The Lost Cow
Desacralised Cow
Traditional images of the sacred cow show her as the cosmos, as the goddess Laxmi. The artist has captured the desacralisation of the cow, and our lives, in the sculpture where the cow is now the receptacle for the plastic waste of the contemporary fossil base industrialization. The waste of fossil fuel, which is in the cow, is also in the air.
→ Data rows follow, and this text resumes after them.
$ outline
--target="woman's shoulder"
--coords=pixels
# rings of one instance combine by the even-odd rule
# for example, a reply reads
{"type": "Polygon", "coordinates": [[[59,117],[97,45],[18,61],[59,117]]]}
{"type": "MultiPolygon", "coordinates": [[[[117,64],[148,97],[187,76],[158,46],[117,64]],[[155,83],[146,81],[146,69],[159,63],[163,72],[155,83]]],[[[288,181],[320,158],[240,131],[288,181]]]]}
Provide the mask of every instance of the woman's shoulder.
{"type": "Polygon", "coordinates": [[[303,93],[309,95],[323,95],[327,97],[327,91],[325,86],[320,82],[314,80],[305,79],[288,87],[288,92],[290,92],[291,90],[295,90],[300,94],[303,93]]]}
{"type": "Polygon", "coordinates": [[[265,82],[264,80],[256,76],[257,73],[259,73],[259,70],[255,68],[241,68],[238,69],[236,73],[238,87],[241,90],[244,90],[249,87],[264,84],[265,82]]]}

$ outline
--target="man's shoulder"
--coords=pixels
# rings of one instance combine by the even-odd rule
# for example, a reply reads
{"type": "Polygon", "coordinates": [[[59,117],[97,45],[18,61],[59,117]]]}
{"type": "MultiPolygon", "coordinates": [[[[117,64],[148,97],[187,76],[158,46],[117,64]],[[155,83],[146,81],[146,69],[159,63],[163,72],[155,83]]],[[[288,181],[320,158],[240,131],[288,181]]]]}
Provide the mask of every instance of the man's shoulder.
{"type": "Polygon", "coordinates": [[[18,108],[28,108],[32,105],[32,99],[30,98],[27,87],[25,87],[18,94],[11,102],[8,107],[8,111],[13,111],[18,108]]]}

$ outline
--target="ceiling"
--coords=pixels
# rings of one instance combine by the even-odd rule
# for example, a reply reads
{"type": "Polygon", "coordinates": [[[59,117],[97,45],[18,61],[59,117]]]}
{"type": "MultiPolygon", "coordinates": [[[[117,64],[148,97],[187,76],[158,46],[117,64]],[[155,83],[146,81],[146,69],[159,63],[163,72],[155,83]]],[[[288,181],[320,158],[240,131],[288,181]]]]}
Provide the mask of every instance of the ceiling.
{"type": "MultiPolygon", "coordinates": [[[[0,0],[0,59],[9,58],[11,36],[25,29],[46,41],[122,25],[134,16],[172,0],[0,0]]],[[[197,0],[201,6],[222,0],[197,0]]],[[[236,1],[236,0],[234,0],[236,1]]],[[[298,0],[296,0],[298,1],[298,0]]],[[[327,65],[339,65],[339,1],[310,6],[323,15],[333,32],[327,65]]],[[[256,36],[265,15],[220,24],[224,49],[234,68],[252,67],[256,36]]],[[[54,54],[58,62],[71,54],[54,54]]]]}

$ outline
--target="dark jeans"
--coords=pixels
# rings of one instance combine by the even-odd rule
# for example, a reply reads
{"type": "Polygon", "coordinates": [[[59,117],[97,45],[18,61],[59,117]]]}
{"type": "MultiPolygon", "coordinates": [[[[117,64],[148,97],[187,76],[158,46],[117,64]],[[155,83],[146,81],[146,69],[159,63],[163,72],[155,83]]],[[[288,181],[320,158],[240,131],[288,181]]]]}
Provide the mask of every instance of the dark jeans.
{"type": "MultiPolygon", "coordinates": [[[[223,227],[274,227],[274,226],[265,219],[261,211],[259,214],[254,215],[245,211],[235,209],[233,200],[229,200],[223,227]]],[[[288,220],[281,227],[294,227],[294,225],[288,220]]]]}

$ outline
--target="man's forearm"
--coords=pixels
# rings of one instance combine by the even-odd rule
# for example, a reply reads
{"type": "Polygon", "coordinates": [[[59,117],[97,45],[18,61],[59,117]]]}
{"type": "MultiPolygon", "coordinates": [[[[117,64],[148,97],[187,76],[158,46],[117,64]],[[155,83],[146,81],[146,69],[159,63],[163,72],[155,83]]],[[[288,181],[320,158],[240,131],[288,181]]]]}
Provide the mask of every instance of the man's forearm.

I think it is time to stop focusing on global warming, and instead start focusing on the pollution that is messing up the cow and the climate. Just as looking at the cosmic cow draws us to the largeness of the cosmic reality, the cow as a garbage dump should draw us to the waste creating, wasted, and wasting civilization we have become.
What we are doing to the cow we are doing to the earth, and what we do to the earth we do to ourselves. The cow has always been the mirror of the world we inhabit. And our world today is not based on the sacred cow as the source of nutrition, as a provider of renewable energy, and most importantly, the source of renewal of the fertility of the soil, and provider of our sustenance through food. It is a waste dump. The sculpture wakes us to this degradation and destruction. And it should wake us to take action to stop the pollution.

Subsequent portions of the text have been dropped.